If you described Metalhead (2013; streaming on Kanopy) to me, I would one hundred percent watch it every time: an Icelandic drama involving a close-knit family alienated from each other by a tragic event, involving Icelandic Lutheran pastors (of some stripe), gorgeous scenery, the supposed conflict between the Church and heavy metal, and grief and healing. The scenery sets my kind of tone, stark but beautiful. Tragedy and its aftermath is a central theme in film, the catalyst for narrative tension and development based in the individual characters. Grief is often isolation, since no one grieves in the same way. Especially when grief comes as the result of a child’s death (in this case, a teenager), it tears families apart. What would it look like for each member of a family to be pulled in different directions, to spend years in the inertia of daily life, and to be brought back together in a (re)new(ed) configuration? That’s the question at the heart of Metalhead.

It centers on Hera (Thora Bjorg Helga), the daughter and sister who witnesses her brother Baldur’s (Óskar Logi Ágústsson) death in a farming accident. She is immediately changed by this event, and seeks to hold on to his memory by becoming a version of what he might have been. Though she feigns packing and running away, she cannot bring herself to leave her house or small town. She sits and waits as the bus goes on. She, like her mother, Droplaug (Halldóra Geirharđsdóttir), and her father, Karl (Ingvar Sigurdsson, who is in another great Icelandic family drama, A White, White Day), are paralyzed, stuck in time at the moment they knew that their son and brother was dead. But to remain stuck in a moment, even as time inexorably passes, is to die as certainly as the one you mourn.
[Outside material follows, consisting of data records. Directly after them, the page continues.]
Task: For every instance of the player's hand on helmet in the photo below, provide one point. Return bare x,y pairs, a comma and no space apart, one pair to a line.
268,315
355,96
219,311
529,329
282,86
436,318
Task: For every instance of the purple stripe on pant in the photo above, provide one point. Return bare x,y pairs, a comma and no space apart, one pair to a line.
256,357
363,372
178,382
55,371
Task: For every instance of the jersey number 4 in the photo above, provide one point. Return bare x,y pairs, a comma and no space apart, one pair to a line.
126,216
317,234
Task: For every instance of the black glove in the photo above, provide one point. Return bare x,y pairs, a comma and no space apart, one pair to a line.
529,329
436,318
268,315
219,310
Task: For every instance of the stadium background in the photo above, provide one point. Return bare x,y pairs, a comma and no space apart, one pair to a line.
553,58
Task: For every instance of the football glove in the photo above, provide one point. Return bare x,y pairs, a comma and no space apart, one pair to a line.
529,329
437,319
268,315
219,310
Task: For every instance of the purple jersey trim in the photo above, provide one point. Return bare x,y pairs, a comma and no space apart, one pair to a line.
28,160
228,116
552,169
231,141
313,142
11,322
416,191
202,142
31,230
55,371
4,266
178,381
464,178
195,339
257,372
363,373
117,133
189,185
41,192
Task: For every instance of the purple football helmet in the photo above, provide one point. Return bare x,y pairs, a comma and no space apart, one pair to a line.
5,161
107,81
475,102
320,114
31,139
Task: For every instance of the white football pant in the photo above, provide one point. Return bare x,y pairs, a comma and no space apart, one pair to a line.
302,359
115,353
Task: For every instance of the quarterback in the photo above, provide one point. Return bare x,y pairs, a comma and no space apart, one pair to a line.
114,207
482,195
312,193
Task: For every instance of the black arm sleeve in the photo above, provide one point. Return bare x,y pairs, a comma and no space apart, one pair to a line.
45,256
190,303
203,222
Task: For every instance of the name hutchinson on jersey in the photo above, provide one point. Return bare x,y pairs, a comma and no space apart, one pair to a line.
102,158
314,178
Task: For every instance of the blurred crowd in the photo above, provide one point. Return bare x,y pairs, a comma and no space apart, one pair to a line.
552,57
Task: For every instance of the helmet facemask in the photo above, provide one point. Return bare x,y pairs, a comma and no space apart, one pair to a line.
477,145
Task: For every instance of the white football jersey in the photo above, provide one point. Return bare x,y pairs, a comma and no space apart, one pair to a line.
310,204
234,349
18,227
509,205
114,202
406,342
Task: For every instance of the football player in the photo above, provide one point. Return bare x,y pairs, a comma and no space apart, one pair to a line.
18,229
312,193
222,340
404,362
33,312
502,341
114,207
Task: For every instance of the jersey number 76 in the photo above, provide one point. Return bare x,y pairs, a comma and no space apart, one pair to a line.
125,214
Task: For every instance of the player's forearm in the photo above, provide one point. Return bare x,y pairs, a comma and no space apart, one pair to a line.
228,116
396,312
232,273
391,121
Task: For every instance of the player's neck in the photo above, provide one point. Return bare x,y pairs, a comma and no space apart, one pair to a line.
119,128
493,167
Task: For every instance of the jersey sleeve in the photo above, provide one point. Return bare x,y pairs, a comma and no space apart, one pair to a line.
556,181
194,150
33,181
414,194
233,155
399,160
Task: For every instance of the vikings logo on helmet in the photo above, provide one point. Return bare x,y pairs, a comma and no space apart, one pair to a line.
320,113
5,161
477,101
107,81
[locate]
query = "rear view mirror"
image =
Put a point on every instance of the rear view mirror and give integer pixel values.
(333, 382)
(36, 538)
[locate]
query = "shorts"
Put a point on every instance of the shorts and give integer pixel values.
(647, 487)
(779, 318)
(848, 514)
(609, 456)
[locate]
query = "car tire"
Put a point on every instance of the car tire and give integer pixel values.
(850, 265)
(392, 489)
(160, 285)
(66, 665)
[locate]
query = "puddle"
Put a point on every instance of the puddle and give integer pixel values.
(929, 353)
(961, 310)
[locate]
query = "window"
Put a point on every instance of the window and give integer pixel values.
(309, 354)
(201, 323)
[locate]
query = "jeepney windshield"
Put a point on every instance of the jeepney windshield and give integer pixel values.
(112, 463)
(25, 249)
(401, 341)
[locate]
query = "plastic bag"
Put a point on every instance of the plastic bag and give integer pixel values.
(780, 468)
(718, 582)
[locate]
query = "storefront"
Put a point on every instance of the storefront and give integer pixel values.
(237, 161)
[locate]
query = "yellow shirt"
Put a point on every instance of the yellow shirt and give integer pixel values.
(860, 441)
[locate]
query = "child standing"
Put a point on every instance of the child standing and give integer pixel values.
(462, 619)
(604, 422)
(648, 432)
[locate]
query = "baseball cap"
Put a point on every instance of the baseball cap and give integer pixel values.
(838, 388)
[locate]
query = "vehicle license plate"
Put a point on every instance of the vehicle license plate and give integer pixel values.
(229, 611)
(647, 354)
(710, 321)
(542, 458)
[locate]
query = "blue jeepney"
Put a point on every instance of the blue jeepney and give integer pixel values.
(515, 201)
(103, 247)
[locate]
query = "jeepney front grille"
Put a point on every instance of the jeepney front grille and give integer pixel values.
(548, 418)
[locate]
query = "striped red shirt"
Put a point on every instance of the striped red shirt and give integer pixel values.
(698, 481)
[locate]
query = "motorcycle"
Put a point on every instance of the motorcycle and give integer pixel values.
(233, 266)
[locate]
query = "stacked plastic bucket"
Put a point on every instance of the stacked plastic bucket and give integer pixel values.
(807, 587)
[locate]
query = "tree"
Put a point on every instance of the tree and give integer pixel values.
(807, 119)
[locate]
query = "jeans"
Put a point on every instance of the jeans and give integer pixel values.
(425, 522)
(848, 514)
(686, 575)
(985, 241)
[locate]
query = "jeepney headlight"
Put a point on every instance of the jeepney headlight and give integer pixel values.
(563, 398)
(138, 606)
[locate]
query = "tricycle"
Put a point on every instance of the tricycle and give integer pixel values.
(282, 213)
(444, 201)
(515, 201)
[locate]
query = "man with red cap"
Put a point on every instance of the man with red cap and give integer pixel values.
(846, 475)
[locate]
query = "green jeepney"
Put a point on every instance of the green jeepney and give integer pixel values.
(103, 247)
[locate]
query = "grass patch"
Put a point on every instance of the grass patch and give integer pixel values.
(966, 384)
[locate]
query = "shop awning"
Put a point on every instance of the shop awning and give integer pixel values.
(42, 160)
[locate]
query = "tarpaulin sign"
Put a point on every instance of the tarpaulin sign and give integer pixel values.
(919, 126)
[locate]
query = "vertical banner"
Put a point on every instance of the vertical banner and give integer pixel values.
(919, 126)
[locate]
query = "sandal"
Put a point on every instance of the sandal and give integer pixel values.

As Hera sinks deeper into her grief and alienation, she becomes more destructive, abusing alcohol and  stealing from the home of her childhood friend. She uses flirtation and sex not as opportunities for intimacy, but for the opposite: her body becomes a shield to prevent true intimacy. She tries to seduce the new, younger, unmarried (Lutheran) priest after he demonstrates his knowledge of the heavy metal she loves, but when she is rebuffed for the second time, she takes her most extreme action. That destructiveness appears to be the final break between her and her town, her family, and her former life. Instead it is the catalyst for both Hera and her parents to break free of the ice jam that has frozen their lives in emotional stasis.

It would be easy to make the people of this town into caricatures, especially from Hera’s perspective. They could all be backwards people who will never understand anything outside of their limited experience. They could be intolerant religious people who hate anything different from themselves. The priest could be a stand-in for either conservative ignorance or liberal tolerance. But Hera’s parents have their lives unlocked again by her disappearance, and the people of the town take the opportunity to demonstrate a love and forgiveness that Hera, in her aloofness, would not have thought possible. Further, the priest is neither naive nor perfect. He even comes close to a theology of the cross, though his conversation concludes with a sort of bland, post-modern “love” of outsiders, because He was one.

Metalhead is an original take on the triangulation of family grief, and how insular it can become. But it is a hopeful story, with reconciliation turning people again outward, toward each other.